Sirkin v. Phillips Colleges, Inc.



(United States District Court for the District of New Jersey, LEXIS 18675)

Magistrate Judge Hedges’ statement, “Principles of equity and common decency suggest that a person should not be deprived of desired and needed coverage when incapacitated from continuing it.”

On July 22, 1990, Karen Sirkin terminated her employment with Katherine Gibbs School, a subsidiary of Phillips Colleges, Inc. Fox-Everett, a co-defendant in the case, sent her a COBRA notice on August 10. Sirkin elected COBRA on August 22 and paid $299.43, which entitled her to coverage through August 15. On September 14 Fox-Everett notified Sirkin that she had until October 4 to pay the next required premium to bring her balance up to date. Sirkin did not do so.
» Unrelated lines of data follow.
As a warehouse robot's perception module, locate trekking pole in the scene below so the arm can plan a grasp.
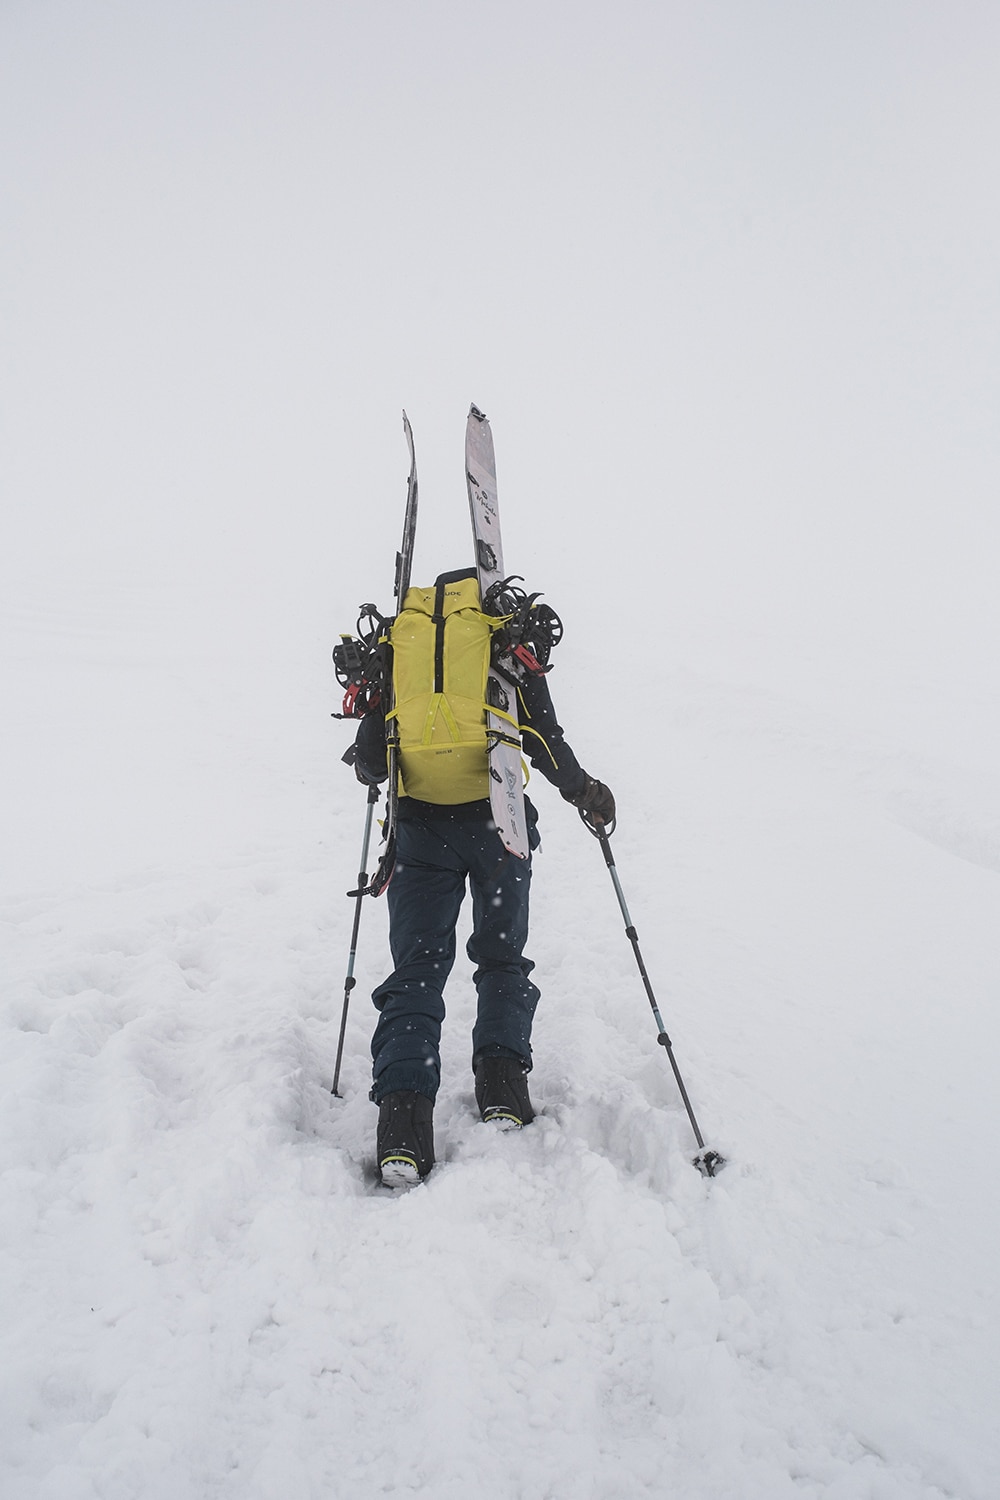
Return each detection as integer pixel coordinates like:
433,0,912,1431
582,812,725,1177
331,784,380,1096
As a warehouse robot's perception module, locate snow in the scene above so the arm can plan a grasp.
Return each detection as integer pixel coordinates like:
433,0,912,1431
2,572,996,1499
3,3,1000,1496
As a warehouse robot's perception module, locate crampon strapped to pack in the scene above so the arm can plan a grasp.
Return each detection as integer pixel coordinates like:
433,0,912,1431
332,604,389,720
482,576,564,681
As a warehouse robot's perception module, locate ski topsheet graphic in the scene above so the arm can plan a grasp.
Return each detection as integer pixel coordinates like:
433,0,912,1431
369,410,419,897
466,405,531,861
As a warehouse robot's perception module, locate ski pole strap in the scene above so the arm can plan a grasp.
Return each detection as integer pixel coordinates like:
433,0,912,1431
579,806,618,839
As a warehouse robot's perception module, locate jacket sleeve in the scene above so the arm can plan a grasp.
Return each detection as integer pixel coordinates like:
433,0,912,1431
516,672,587,797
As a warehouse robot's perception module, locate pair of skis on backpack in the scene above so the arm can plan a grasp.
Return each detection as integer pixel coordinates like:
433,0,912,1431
333,409,728,1179
340,405,540,896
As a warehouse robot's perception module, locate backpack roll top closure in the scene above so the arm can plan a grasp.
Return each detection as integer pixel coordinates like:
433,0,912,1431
389,576,498,804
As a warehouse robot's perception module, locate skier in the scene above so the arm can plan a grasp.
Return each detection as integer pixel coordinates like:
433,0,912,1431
350,566,615,1188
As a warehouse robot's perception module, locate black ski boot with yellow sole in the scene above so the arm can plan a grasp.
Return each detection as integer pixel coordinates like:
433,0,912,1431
474,1055,535,1131
376,1090,434,1187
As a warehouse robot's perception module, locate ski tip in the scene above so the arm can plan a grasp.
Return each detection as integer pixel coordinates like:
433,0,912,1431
469,404,487,423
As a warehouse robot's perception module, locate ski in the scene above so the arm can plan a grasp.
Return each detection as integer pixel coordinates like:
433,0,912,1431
395,411,419,605
369,410,419,896
465,405,531,860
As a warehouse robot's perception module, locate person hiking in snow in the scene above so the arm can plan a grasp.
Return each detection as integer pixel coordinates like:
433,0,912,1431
348,566,614,1188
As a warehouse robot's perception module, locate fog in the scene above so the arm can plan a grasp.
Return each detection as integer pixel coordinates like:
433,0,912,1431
4,0,999,867
6,4,997,617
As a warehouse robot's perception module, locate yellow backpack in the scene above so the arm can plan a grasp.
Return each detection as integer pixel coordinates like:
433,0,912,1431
388,575,499,804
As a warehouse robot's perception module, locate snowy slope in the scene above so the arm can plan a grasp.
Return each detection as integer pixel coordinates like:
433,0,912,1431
4,2,1000,1494
2,578,997,1500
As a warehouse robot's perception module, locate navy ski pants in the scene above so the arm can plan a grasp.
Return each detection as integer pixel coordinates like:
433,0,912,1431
370,806,540,1103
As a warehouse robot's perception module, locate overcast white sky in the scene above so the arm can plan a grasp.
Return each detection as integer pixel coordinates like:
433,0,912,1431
3,0,998,698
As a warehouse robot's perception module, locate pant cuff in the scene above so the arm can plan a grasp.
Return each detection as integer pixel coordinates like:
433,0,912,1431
371,1062,439,1104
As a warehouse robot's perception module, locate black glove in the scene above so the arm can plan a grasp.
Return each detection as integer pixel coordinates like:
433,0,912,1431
562,772,616,829
342,742,384,787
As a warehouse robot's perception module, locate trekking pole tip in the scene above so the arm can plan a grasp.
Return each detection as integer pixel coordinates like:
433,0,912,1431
693,1148,726,1178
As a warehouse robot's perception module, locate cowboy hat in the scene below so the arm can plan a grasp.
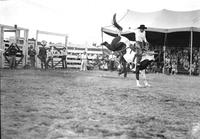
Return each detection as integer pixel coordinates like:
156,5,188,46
41,40,47,46
137,24,147,29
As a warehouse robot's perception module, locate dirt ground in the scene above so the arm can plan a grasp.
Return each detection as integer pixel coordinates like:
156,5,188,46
1,69,200,139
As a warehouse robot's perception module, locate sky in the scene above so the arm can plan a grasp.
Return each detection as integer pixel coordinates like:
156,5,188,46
0,0,200,45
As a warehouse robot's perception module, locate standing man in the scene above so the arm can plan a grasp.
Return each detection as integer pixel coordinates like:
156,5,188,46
108,52,116,71
28,45,36,68
46,46,54,69
80,50,88,71
38,40,47,69
61,47,67,69
132,24,149,71
4,39,20,69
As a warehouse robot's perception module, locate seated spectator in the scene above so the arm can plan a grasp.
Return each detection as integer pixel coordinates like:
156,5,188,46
171,62,177,75
183,59,190,71
151,62,158,73
164,57,171,75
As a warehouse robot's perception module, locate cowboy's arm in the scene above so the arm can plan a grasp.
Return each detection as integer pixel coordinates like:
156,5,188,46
144,31,148,43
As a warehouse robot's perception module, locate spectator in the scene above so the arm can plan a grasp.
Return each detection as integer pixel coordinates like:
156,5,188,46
164,56,171,74
28,45,36,68
151,62,158,73
38,40,47,69
108,52,116,71
61,47,67,69
100,58,109,70
46,46,54,69
80,50,88,71
190,62,196,74
171,62,177,75
4,39,20,69
183,59,190,71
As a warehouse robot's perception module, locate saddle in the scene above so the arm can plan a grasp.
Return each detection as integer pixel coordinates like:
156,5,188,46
129,42,151,56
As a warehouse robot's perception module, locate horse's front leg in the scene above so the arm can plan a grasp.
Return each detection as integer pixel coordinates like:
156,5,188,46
123,62,128,78
118,56,127,78
141,70,151,87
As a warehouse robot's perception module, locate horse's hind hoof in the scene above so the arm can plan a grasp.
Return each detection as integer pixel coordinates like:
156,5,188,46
145,84,151,87
136,84,143,88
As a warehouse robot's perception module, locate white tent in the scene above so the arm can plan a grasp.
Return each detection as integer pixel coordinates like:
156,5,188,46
102,9,200,34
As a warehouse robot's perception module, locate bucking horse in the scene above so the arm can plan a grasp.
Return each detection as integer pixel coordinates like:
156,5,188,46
101,14,156,87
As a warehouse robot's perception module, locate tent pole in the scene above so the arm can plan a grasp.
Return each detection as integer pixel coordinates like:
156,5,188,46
189,29,193,76
65,36,68,69
36,30,39,68
101,28,104,57
163,33,167,74
0,25,4,68
101,28,104,43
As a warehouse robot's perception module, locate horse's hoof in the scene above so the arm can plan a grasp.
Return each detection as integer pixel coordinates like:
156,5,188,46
145,83,151,87
131,68,136,72
136,84,142,87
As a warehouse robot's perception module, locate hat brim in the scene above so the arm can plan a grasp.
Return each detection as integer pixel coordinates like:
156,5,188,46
138,27,147,29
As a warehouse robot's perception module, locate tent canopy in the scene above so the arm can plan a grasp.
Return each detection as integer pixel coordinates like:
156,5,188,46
102,9,200,46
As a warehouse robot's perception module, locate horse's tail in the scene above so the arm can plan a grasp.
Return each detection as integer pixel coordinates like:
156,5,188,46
112,13,123,31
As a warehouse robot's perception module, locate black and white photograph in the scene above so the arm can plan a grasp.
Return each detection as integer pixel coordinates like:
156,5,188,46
0,0,200,138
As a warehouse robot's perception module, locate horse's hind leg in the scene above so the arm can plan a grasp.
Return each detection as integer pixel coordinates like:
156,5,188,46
141,70,151,87
118,56,127,78
136,66,142,87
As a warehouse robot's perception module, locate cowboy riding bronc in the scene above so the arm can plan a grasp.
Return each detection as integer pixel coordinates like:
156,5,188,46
132,24,149,71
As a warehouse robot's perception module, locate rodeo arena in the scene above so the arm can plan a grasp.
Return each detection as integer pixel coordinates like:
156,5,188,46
1,8,200,139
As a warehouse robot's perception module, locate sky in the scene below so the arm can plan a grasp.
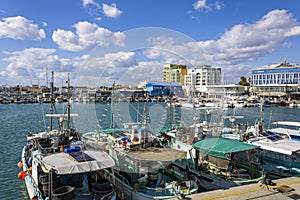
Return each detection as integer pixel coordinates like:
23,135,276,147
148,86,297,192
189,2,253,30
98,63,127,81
1,0,300,87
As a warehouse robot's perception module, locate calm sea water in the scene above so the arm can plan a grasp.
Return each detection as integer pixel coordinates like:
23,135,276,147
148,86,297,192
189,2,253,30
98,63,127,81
0,102,299,200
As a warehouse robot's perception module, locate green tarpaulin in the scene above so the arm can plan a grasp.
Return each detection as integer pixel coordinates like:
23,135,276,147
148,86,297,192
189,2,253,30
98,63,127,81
192,137,259,159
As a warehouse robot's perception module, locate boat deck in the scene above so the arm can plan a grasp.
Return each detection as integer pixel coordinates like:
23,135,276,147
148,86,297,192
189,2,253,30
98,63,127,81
174,176,300,200
269,127,300,137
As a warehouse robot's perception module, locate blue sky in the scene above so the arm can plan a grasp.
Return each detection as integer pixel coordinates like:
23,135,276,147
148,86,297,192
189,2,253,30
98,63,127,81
0,0,300,87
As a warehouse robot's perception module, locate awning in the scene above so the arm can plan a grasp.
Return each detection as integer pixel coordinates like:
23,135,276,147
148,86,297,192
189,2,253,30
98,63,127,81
41,150,115,174
193,137,259,159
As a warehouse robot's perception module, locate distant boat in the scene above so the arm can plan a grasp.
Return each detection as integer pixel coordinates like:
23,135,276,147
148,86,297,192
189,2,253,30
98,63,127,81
262,100,277,107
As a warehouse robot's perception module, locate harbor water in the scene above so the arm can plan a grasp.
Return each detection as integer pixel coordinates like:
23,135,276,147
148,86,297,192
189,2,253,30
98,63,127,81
0,102,299,200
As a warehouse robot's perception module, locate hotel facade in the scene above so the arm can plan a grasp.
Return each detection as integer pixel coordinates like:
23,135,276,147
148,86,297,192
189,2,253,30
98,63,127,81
250,59,300,99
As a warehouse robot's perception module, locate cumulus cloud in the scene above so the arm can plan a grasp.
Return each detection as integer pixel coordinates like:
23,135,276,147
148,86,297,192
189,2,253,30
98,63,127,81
194,0,210,10
140,10,300,83
193,0,223,11
1,48,75,85
82,0,100,8
209,9,300,65
102,3,122,18
3,10,300,86
74,51,139,86
0,16,45,40
52,21,125,51
215,1,224,10
144,10,300,67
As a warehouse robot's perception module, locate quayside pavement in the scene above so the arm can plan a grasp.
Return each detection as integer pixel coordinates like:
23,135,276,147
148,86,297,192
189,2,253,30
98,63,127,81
173,177,300,200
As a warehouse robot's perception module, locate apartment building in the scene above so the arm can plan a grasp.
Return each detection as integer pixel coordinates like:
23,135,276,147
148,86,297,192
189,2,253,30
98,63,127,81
162,64,187,86
184,65,222,95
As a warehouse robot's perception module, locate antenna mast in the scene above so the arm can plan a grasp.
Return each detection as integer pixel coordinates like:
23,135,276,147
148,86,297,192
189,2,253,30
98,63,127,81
50,71,54,131
67,73,71,138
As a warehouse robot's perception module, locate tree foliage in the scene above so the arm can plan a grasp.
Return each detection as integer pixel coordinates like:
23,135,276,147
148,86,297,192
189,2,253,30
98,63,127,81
238,76,250,86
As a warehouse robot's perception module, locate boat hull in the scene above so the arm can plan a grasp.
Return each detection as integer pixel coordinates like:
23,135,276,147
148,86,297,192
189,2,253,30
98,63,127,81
104,169,197,200
21,146,43,200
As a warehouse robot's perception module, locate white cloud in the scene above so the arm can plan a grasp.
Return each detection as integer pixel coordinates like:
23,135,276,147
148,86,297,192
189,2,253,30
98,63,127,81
211,9,300,65
52,21,125,51
3,10,300,86
145,9,300,68
1,48,75,85
94,17,102,21
0,16,45,40
42,21,48,27
102,3,122,18
82,0,100,8
138,10,300,83
215,1,224,10
73,51,169,86
193,0,210,11
74,51,138,86
193,0,223,11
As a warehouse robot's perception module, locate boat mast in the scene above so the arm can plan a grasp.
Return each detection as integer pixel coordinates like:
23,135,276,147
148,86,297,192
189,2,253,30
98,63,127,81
67,73,71,138
110,81,115,129
259,102,264,134
50,71,54,131
169,82,173,126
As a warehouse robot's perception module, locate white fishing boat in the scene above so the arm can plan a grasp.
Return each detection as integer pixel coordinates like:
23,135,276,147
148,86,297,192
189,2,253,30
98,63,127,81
268,121,300,141
18,73,116,200
246,130,300,178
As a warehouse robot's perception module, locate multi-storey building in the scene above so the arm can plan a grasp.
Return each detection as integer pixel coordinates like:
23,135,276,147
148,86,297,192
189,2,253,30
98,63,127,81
184,65,222,96
250,59,300,99
162,64,187,86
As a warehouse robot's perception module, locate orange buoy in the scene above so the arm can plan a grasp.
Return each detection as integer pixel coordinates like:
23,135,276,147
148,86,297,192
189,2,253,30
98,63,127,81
17,161,23,168
18,171,27,179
On October 4, 1990, Phillips terminated Sirkin’s coverage, retroactive to August 16. On October 9 Sirkin was admitted to the Bergen Pines Hospital, where she remained for several months. On November 2, 1990, Jeffrey Albies, a friend of Sirkin’s, inquired about her coverage and requested that it be reinstated back to August 16. This started a series of correspondence between Albies’s lawyer and Phillips.

On January 16, 1991, Karen Sirkin was declared mentally incompetent. (Sirkin suffered from cerebral atrophy and memory impairment.) Albies was appointed her legal guardian.

On March 7, 1991, Albies tendered a check to Phillips in the amount of $1,952.02 to bring Sirkin’s coverage up to date. Phillips refused to accept the payment, and Albies filed suit on Sirkin’s behalf.

On July 2, 1991, Magistrate Judge Hedges ordered the defendants to file motions on the duty of a former employer to pay COBRA premiums or excuse late payments. The judge referred to:

  1. The remedial purposes of ERISA and COBRA.
  2. Congress’s intent in enacting COBRA.
  3. The court’s responsibility to add to the “substantive body of law.”
  4. Branch v. G. Bernd Co. (COBRA lawsuit).
  5. Seabra v. Puritan Life Insurance Company.

NOTE: The court stated, "...where an insured misses a premium deadline under COBRA due to the insured’s incapacity to know of or meet her obligation, the deadline for that premium payment is tolled for a reasonable time until the insured or her legally appointed guardian is able to cure the deficiency."

Therefore, the judge ordered Phillips Colleges, Inc. to accept the premium payment for Ms. Sirkin and reinstate her COBRA coverage.